Faire des terroirs et des ressources naturelles un élément clé de l’offre touristique, c’est le challenge auquel s’est attelé avec succès l’Office de Tourisme de l’Auxerrois depuis longtemps déjà. Si le vignoble est partie prenante du patrimoine culturel et historique du territoire et contribue à sa renommée, l’interaction entre le monde sportif et le développement touristique est aujourd’hui réalité, grâce notamment à la renommée et au capital sympathie, engendrés par l’AJ Auxerre. Autant de thèmes abordés lors des tables rondes qui ont rythmé la journée « Si on parlait tourisme »…
AUXERRE : La capitale de l’Yonne peut se targuer d’être aujourd’hui la seule ville de l’Hexagone de moins de 120 000 habitants à évoluer en Ligue 1 avec son club mythique de l’AJA qui, selon son président exécutif et directeur général, Baptiste MALHERBE, « totalise plus de 300 000 spectateurs sur les deux dernières saisons, pour 1,4 million de supporters à travers la France ». Un succès qui n’est pas sans retombées économiques pour le territoire, estimées à 10 millions d’euros : « il n’y a plus trop de clubs à taille humaine dans le championnat et on a la chance d’avoir cette richesse.
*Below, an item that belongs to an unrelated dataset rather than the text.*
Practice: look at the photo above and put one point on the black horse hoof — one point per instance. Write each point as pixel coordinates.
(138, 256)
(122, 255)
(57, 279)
Que l’on aime ou pas le foot, on se rend compte que cela ne peut qu’apporter du positif pour la ville… ». Des études sont menées actuellement de concert avec la CCI de l’Yonne pour évaluer encore plus précisément l’impact économique et sociétal du club : « mais on sait que généralement, en Ligue 1, les supporters extérieurs en profitent pour rester deux ou trois jours et visiter… ». L’espace muséal, créé il y a deux ans dans l’enceinte même de l’Abbé Deschamps, a accueilli pour sa part plus de 5 000 visiteurs. Première pierre d’un projet de grande envergure visant à réaménager l’espace autour du stade pour étoffer et diversifier l’offre d’accueil. Autant de touristes potentiels pour Auxerre et le Grand Auxerrois.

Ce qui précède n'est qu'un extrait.